Well I'm sort of making both points. As an artist who receives royalties it is obviously insane and indefensible for me to suggest we shouldn't have our work protected. Of course we should; I wouldn't ever suggest otherwise. But much like the battle over unionization of composers I think were leaving an important part of the equation out, which is that it's difficult to fight for money and respect when the work itself isn't really that valuable or great. The same kids will steal a piece of music will spend 75 dollars on a concert ticket because the experience is valuable to them. So I'm saying we should consider both sides of the equation.

_Mike


----------



## Nick Batzdorf (Feb 15, 2011)

The problem is that if they could steal the concert without getting caught they would too.

That side of the equation always comes up in copyright discussions, especially with software: many people wouldn't have bought it anyway. And sure - not every instance of copyright violation is a lost sale.

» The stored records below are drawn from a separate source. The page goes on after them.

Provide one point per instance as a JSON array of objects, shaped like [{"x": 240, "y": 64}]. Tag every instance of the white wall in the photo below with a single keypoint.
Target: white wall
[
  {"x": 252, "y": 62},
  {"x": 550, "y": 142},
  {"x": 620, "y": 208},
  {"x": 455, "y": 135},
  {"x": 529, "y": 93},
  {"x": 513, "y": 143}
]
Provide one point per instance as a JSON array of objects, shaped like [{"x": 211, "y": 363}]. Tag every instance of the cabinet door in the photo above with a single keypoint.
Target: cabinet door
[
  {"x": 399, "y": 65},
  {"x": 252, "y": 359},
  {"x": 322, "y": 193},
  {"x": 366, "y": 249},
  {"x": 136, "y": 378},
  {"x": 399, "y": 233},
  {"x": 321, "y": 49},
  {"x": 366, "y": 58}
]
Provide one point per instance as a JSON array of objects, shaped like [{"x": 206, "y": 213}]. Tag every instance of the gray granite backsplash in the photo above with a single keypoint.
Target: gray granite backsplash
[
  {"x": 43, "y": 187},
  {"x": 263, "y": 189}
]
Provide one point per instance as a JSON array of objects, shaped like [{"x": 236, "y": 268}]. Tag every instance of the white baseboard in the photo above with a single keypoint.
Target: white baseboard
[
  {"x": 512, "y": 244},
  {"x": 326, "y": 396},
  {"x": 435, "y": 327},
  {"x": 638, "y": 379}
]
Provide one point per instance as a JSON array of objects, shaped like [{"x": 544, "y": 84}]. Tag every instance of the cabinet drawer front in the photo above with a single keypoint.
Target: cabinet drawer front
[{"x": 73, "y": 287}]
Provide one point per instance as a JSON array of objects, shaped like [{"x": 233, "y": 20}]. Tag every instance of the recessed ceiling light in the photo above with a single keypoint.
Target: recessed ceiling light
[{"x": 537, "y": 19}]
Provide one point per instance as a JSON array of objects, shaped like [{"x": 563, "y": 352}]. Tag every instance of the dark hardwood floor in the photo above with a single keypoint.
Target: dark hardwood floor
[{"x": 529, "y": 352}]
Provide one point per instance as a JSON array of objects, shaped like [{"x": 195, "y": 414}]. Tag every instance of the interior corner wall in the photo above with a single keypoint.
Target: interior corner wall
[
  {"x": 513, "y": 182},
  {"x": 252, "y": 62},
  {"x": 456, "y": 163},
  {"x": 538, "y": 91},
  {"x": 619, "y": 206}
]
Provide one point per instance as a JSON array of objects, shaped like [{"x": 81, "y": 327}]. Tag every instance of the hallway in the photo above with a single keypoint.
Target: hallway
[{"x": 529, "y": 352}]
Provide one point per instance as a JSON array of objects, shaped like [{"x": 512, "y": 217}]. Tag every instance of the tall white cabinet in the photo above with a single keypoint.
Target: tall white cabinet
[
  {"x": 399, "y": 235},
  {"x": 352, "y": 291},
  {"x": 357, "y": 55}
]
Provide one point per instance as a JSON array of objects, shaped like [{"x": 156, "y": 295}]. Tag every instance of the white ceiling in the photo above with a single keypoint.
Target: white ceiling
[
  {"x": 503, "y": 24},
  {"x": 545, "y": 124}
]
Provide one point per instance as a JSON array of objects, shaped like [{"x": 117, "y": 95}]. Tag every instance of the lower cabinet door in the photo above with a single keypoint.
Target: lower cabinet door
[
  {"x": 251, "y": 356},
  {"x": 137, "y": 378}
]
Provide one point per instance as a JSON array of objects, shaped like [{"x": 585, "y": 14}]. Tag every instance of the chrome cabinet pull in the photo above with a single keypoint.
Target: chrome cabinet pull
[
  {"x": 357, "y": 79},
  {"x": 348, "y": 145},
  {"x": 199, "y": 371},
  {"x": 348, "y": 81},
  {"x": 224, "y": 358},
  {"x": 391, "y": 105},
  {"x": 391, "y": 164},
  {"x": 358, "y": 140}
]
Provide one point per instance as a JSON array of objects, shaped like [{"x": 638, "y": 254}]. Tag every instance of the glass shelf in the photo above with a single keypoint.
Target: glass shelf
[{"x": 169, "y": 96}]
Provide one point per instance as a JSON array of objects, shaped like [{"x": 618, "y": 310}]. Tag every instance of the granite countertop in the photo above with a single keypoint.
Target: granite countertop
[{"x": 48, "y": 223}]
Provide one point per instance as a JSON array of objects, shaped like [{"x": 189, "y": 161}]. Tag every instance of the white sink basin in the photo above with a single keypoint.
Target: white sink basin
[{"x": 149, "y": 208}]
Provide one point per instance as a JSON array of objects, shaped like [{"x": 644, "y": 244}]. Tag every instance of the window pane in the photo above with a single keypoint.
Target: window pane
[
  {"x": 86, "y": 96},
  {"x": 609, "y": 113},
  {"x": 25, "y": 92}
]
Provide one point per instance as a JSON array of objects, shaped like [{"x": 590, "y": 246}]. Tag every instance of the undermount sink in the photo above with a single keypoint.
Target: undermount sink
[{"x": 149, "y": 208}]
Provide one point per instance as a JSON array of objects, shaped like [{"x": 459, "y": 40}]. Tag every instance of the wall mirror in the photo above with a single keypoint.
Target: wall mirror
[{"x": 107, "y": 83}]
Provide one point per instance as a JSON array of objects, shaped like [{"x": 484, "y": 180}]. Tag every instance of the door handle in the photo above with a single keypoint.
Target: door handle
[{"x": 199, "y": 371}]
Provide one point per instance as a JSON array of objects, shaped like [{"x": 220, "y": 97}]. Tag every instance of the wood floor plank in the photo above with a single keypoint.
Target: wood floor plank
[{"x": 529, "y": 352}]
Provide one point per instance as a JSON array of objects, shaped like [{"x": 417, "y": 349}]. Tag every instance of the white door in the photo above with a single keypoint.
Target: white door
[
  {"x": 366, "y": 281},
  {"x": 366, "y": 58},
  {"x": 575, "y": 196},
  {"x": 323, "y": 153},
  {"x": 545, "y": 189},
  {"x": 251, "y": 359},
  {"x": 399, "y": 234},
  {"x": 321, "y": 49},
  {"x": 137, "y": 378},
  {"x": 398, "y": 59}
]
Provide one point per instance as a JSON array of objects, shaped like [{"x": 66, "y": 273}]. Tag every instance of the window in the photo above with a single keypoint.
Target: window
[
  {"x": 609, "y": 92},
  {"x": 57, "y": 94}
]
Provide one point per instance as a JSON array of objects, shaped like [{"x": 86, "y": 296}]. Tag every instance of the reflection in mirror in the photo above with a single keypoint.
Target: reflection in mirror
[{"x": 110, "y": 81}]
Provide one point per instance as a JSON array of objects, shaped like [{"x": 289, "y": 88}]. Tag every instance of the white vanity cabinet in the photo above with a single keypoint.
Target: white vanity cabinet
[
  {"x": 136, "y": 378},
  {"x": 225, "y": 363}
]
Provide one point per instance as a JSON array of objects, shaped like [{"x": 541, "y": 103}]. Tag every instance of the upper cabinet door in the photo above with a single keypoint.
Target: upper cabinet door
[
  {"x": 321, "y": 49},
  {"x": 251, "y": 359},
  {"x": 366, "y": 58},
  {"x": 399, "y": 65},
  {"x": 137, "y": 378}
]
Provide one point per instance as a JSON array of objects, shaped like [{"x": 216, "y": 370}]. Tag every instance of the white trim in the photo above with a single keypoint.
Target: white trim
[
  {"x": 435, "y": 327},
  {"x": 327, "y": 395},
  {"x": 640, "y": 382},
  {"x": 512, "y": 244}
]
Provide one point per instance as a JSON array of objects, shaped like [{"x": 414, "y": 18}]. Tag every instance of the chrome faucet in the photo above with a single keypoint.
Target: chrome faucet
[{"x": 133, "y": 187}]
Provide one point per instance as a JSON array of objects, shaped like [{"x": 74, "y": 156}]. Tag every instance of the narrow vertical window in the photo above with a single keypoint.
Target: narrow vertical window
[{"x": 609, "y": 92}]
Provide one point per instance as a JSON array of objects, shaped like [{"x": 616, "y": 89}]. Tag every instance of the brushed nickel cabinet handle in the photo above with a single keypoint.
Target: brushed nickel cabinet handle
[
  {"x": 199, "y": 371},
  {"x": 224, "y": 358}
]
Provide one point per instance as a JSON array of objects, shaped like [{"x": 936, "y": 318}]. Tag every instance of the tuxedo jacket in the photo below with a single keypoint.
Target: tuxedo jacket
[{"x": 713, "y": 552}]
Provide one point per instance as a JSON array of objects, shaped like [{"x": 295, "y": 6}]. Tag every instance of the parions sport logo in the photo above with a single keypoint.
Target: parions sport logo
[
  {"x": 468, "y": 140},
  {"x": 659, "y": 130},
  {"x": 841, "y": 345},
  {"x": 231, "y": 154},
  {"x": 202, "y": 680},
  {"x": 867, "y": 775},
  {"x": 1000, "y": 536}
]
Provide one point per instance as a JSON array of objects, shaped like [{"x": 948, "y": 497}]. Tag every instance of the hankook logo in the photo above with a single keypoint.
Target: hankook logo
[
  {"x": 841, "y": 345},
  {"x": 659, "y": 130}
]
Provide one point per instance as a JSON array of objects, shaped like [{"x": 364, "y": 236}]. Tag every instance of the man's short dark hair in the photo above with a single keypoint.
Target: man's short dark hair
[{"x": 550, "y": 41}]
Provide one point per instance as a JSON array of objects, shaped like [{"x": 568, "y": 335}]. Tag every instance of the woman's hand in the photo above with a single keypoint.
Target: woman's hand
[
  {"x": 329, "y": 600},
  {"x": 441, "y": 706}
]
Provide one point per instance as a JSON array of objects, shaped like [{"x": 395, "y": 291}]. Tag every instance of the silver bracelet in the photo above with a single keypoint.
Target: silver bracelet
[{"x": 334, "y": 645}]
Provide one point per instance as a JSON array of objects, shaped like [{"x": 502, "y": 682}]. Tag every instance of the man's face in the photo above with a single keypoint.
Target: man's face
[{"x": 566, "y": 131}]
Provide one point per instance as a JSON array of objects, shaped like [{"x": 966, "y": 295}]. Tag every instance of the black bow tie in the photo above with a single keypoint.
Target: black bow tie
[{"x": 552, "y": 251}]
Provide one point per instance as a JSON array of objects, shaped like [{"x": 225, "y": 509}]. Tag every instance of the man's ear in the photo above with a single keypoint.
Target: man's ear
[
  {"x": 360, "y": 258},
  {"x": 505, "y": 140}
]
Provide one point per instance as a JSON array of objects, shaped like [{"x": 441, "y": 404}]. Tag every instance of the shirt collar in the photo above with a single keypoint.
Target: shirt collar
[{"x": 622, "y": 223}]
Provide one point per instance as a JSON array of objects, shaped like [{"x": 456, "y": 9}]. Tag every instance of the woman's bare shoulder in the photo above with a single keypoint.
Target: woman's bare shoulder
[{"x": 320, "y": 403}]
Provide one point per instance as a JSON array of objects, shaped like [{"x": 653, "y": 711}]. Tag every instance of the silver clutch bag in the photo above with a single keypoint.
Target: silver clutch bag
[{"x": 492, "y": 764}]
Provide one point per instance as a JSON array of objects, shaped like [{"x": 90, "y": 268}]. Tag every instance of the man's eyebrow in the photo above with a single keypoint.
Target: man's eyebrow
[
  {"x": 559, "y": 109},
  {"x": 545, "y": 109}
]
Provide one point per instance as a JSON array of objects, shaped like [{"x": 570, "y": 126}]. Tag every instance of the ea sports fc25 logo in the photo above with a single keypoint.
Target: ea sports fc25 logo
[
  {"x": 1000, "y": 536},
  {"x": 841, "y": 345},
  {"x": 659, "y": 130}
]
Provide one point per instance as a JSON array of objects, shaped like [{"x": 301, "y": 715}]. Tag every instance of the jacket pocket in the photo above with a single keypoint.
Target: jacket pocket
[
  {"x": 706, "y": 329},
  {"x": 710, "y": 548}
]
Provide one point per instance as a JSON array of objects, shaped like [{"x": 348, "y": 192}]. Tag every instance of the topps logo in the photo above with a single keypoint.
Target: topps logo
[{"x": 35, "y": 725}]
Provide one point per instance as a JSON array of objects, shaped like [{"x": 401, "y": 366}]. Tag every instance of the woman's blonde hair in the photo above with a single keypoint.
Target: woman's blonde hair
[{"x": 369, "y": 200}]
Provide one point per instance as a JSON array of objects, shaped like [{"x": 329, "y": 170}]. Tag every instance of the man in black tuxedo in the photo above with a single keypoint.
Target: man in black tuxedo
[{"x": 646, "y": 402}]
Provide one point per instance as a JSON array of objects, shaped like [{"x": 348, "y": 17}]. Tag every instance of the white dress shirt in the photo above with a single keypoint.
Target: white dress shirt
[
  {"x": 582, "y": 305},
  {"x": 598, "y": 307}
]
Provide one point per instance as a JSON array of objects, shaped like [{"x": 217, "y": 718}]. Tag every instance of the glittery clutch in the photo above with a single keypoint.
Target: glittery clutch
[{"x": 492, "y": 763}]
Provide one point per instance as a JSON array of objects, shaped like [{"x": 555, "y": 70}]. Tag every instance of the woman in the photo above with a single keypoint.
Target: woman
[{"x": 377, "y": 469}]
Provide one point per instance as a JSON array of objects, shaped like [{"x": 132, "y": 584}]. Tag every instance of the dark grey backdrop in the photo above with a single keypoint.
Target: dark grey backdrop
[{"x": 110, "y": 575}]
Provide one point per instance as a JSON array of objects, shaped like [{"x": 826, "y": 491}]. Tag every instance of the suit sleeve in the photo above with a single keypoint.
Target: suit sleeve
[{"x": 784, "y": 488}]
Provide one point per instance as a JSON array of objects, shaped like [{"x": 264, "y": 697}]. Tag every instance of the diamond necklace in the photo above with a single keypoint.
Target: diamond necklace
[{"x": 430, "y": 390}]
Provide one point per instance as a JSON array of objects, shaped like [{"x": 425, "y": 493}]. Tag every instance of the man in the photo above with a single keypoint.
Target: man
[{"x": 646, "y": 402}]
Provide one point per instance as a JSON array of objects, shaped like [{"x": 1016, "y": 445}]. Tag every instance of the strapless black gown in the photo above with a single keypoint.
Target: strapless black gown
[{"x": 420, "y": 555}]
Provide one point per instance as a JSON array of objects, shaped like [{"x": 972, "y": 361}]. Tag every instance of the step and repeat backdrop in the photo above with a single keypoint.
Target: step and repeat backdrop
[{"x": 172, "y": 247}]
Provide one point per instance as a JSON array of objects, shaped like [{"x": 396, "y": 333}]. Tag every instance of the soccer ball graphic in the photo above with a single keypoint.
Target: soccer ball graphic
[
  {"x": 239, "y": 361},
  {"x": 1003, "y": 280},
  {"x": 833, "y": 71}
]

But most sales have been lost. The number one album sells in the tens of thousands these days, vs. well over a million ten years ago.


----------



## Andrew Aversa (Feb 15, 2011)

> The problem is that if they could steal the concert without getting caught they would too.



Ah yes... but experiences are very difficult to somehow duplicate. By definition, you have to be there yourself, in person. That's why they'll always have inherent worth. 

Well, until we invent holodecks, I guess.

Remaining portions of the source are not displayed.